Hector killing Patroclus

While many elements of the Patrocleia then seem, despite surface differences, to be similar to Homer’s version of the Iliad, Logue makes two very significant alterations – the depiction of war and the concepts of the gods. War in the Iliad is characterized glorious and heroic, an integral aspect of culture and identity. In the Patrocleia, Logue depicts war as meaningless and wasteful, likening the Trojans heading to battle to dying lemmings:

            You will have heard about the restless mice

            Called lemmings. How, at no set time, and why,

            No one is sure, after years of living

            As patiently as any other mouse,

            They join in one long column and they march

            (Sleeping all day and moving all night long)

            Out of the mountains, down, across the land,

            Straight as a die until they reach the sea

            Walk into it and drown. And yet

            However many die before they meet the sea

            Those yellow vermin are so prodigal

            They multiply, and more of them exist to drown

            Than started off.

            Likewise the Trojans when they crossed the ditch. (16)

Logue portrays the senseless waste of war, showing none of the glory inherent in the Greek conception of battle. Additionally, Logue translates a scene in which Achilles prays to Zeus into a scene where he begins the Lord’s prayer, thus Christianizing the scene. These notable departures do serve to modernize the myth for a contemporary audience, as the anachronisms do. However, the degree of difference which these alterations introduce alter aspects of the meaning and effect of the myth. They go beyond updating the myth, and turn it from a translation to more of an adaptation.

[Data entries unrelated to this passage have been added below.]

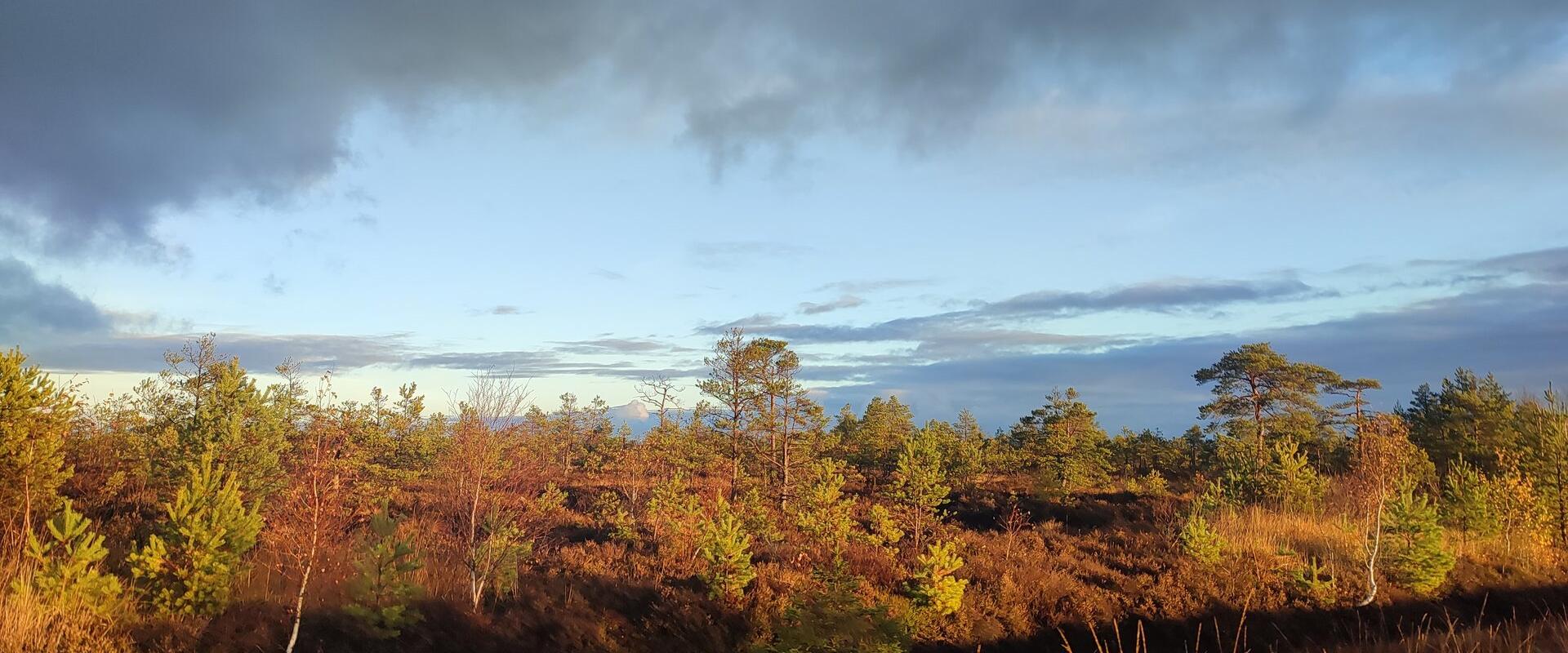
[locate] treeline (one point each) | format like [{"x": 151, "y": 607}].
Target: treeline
[{"x": 773, "y": 525}]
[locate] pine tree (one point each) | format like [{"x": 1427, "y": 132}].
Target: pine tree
[
  {"x": 1416, "y": 557},
  {"x": 1515, "y": 506},
  {"x": 1200, "y": 540},
  {"x": 69, "y": 572},
  {"x": 725, "y": 547},
  {"x": 612, "y": 516},
  {"x": 823, "y": 511},
  {"x": 920, "y": 484},
  {"x": 836, "y": 620},
  {"x": 675, "y": 518},
  {"x": 383, "y": 588},
  {"x": 1293, "y": 481},
  {"x": 189, "y": 566},
  {"x": 35, "y": 417},
  {"x": 1470, "y": 417},
  {"x": 882, "y": 528},
  {"x": 1065, "y": 442},
  {"x": 933, "y": 584},
  {"x": 1261, "y": 397},
  {"x": 1544, "y": 434},
  {"x": 1465, "y": 503}
]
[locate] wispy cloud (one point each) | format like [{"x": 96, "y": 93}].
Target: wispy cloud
[
  {"x": 872, "y": 286},
  {"x": 847, "y": 301},
  {"x": 734, "y": 254}
]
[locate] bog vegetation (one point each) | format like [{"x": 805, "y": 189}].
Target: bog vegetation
[{"x": 209, "y": 513}]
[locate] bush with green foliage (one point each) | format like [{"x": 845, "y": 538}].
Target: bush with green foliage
[
  {"x": 1314, "y": 583},
  {"x": 1467, "y": 506},
  {"x": 612, "y": 516},
  {"x": 383, "y": 588},
  {"x": 725, "y": 547},
  {"x": 1293, "y": 481},
  {"x": 35, "y": 417},
  {"x": 69, "y": 564},
  {"x": 673, "y": 518},
  {"x": 920, "y": 484},
  {"x": 836, "y": 620},
  {"x": 1416, "y": 557},
  {"x": 189, "y": 564},
  {"x": 756, "y": 516},
  {"x": 1200, "y": 540},
  {"x": 882, "y": 528},
  {"x": 823, "y": 513},
  {"x": 1150, "y": 484},
  {"x": 933, "y": 584},
  {"x": 496, "y": 555}
]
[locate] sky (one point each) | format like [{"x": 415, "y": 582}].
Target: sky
[{"x": 961, "y": 204}]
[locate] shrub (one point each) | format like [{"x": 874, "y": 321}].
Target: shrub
[
  {"x": 1150, "y": 484},
  {"x": 823, "y": 513},
  {"x": 933, "y": 584},
  {"x": 383, "y": 588},
  {"x": 675, "y": 518},
  {"x": 68, "y": 575},
  {"x": 190, "y": 566},
  {"x": 835, "y": 619},
  {"x": 1293, "y": 481},
  {"x": 882, "y": 528},
  {"x": 1416, "y": 557},
  {"x": 612, "y": 516},
  {"x": 1314, "y": 583},
  {"x": 1200, "y": 540},
  {"x": 725, "y": 547},
  {"x": 1467, "y": 506}
]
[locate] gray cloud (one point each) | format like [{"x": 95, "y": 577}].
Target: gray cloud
[
  {"x": 1549, "y": 265},
  {"x": 274, "y": 284},
  {"x": 117, "y": 113},
  {"x": 537, "y": 364},
  {"x": 1155, "y": 296},
  {"x": 991, "y": 327},
  {"x": 860, "y": 287},
  {"x": 30, "y": 306},
  {"x": 618, "y": 346},
  {"x": 1515, "y": 332},
  {"x": 847, "y": 301}
]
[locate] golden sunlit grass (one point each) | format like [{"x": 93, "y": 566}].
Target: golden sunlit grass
[{"x": 33, "y": 627}]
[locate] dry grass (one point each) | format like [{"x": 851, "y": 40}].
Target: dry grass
[{"x": 33, "y": 627}]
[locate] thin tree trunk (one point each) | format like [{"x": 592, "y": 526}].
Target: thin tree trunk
[
  {"x": 305, "y": 580},
  {"x": 1377, "y": 544}
]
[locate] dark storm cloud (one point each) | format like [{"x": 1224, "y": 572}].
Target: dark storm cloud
[
  {"x": 30, "y": 306},
  {"x": 118, "y": 112}
]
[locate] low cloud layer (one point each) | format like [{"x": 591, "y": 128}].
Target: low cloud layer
[
  {"x": 991, "y": 327},
  {"x": 117, "y": 113}
]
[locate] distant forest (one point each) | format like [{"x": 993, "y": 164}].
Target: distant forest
[{"x": 207, "y": 511}]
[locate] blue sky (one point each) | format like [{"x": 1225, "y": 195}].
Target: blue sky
[{"x": 964, "y": 206}]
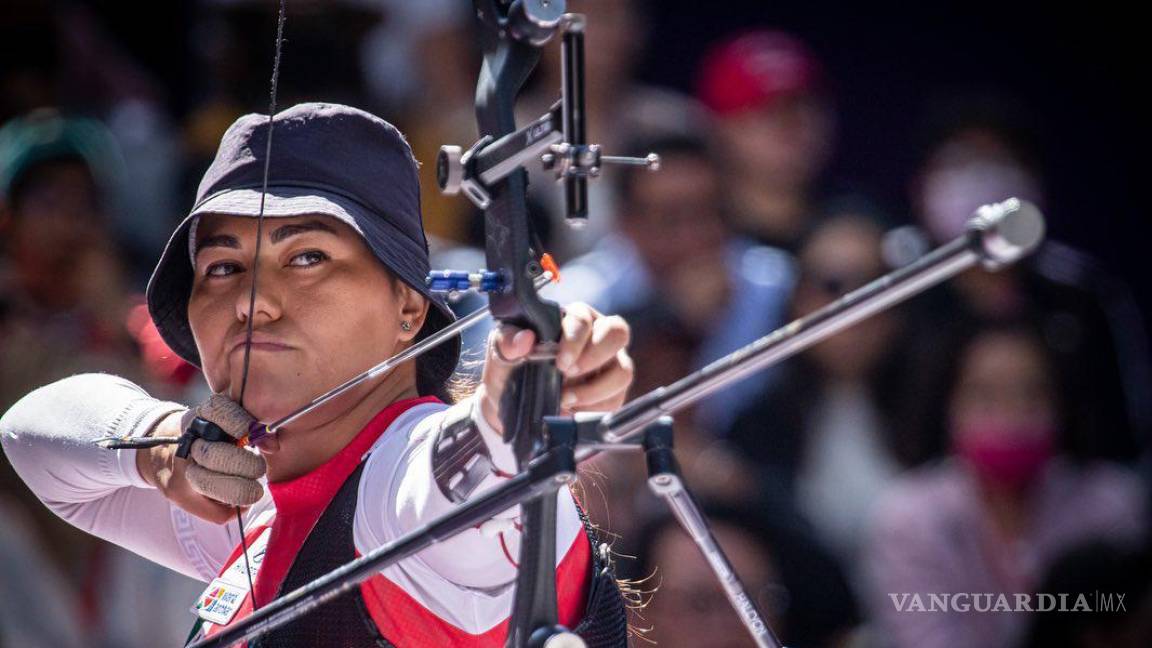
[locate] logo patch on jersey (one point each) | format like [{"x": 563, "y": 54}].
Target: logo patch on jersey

Christopher Logue’s Patrocleia is not quite a translation, not quite an adaptation. Instead it is an amalgamation of the two, creating a myth that is recognizably continues the tradition it comes from, but innovates and becomes new.

Works Cited

Greenwood, Emily. “Sounding Out Homer: Christopher Logue’s Acoustic Homer.” Oral Tradition 24.2 (2009): n. pag. Freely Accessible Arts & Humanities Journals. Web. <http://journal.oraltradition.org/issues/24ii/greenwood>.

Homer. “Book Sixteen.” The Iliad. Trans. Richmond Lattimore. Chicago: U of Chicago, 1951. 330-53. Print.

Logue, Christopher, and Homer. Patrocleia. London: Scorpion, 1962. Print.